En accord avec cette approche plus coloriste que dramatique, la prise de son multi micros (trop) réverbérée, et assez panoramique restitue certes l'acoustique généreuse du Symphony Hall mais gomme toute noirceur incisive, enrobe quelque peu l'orchestre, et « gonfle » de manière excessive le medium grave de l'instrument soliste (notamment au gré de la cadence de l'opus 107).
Dans l'opus 107, Yo-Yo Ma peut-être comparé à lui-même à plus de… quarante ans de distance : il livrait en 1981 en totale osmose avec un Eugene Ormandy à la direction « motorique » très affûtée – l'un des derniers témoignages du maestro d'origine hongroise à la tête de « son » orchestre de Philadelphie – une version de référence de l'œuvre à la fois urgente et habitée, d'une plénitude sonore déjà très personnelle magnifiée par une totale maîtrise de l'archet. À l'épreuve du temps, notre soliste est moins frondeur ou impérial aujourd'hui, eu égard à sa première version iconique, notamment durant toute l'imposante cadence ou au gré du final aux traits ici parfois plus approximatifs ou gommés. Et si plastiquement le résultat sonore demeure assez convaincant, il manque à cette interprétation ce côté implacable (un allegretto liminaire privé de son rebond rythmique) entre tristesse amère (le moderato central ici beaucoup trop étale, joué quasi adagio) et affirmation de l'individu-soliste face à la masse orchestrale (au gré des temps extrêmes). La faute en incombe aussi et surtout à notre sens à la direction assez dénervée de Nelsons, souvent rhapsodique et trop lente. Chef et soliste se retrouvent quelque peu pour un final échappant enfin à cette torpeur pour le moins décalée.

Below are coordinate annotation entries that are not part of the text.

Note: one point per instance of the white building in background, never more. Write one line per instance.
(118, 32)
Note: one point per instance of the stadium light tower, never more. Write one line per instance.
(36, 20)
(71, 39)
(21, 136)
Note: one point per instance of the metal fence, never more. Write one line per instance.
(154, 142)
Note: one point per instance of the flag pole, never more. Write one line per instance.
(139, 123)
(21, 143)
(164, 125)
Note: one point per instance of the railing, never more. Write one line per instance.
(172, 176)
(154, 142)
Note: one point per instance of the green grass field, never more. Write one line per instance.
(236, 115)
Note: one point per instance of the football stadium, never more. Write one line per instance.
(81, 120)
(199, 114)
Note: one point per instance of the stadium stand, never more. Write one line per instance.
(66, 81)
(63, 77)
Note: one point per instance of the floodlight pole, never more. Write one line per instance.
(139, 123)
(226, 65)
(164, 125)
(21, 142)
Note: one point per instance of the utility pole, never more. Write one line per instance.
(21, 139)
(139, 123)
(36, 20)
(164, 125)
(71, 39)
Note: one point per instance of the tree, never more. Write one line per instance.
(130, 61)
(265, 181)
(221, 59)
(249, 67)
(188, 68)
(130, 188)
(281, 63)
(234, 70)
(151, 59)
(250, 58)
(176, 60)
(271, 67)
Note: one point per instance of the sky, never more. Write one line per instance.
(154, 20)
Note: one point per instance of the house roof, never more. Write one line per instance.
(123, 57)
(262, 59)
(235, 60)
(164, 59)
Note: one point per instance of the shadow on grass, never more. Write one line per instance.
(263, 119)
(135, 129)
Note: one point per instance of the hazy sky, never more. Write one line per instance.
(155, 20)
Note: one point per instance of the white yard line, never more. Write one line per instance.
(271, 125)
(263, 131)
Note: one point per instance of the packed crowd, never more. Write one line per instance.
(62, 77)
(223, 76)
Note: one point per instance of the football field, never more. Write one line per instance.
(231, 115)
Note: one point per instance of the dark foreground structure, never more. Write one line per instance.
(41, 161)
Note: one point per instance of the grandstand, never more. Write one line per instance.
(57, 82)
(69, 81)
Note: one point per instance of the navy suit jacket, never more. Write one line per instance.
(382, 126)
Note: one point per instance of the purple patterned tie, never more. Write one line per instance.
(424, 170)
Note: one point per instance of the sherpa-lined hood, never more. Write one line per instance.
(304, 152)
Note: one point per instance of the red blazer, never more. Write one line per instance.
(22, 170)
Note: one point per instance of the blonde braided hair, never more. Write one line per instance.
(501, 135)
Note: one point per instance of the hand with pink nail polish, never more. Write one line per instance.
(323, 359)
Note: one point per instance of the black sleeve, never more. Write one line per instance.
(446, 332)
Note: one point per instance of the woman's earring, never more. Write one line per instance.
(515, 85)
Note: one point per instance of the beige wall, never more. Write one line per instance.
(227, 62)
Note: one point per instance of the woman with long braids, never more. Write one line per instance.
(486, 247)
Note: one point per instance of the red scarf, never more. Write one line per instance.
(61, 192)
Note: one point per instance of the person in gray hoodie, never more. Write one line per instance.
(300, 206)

Bien plus assumée et intéressante s'avère la vision plus introvertie de l'essentiel Concerto n° 2 opus 126 (1966). Yo-Yo Ma et Andris Nelsons jouent davantage la même partition et… beaucoup mieux la carte de l'intégration quasi chambriste du violoncelle au tissu orchestral, au gré d'un discours labyrinthique et kaléidoscopique. Le chef letton, plus concerné par l'œuvre, en restitue par le menu les aspects expressifs multiples et les climats mouvants les plus antinomiques : mais il en exacerbe aussi les formulations les plus ruptrices avec une véhémence une peu téléphonée (seconde moitié du largo liminaire, climax de l'allegretto final) et enjolive un peu trop l'allegretto central où l'ironie « post-mahlérienne » pourrait être plus grinçante. Yo-Yo Ma d'une intense ferveur exalte le sentiment morbide du largo initial dès son exorde – probablement inspiré au compositeur à la santé alors déjà défaillante par le décès de la poétesse Anna Akhmatova – ou la grise nostalgie de maints passages du final par la riche palette expressive de son jeu (notamment au gré des redites de ce rondo très libre aux mille changements d'humeurs) : nous lui reprocherions juste, au delà de cette versatilité émotionnelle assez réussie, juste ce souci plastique trop gourmé et une sonorité, trop capiteuse pour une partition parfois aussi austère que désespérément grise : la mariée est parfois trop belle !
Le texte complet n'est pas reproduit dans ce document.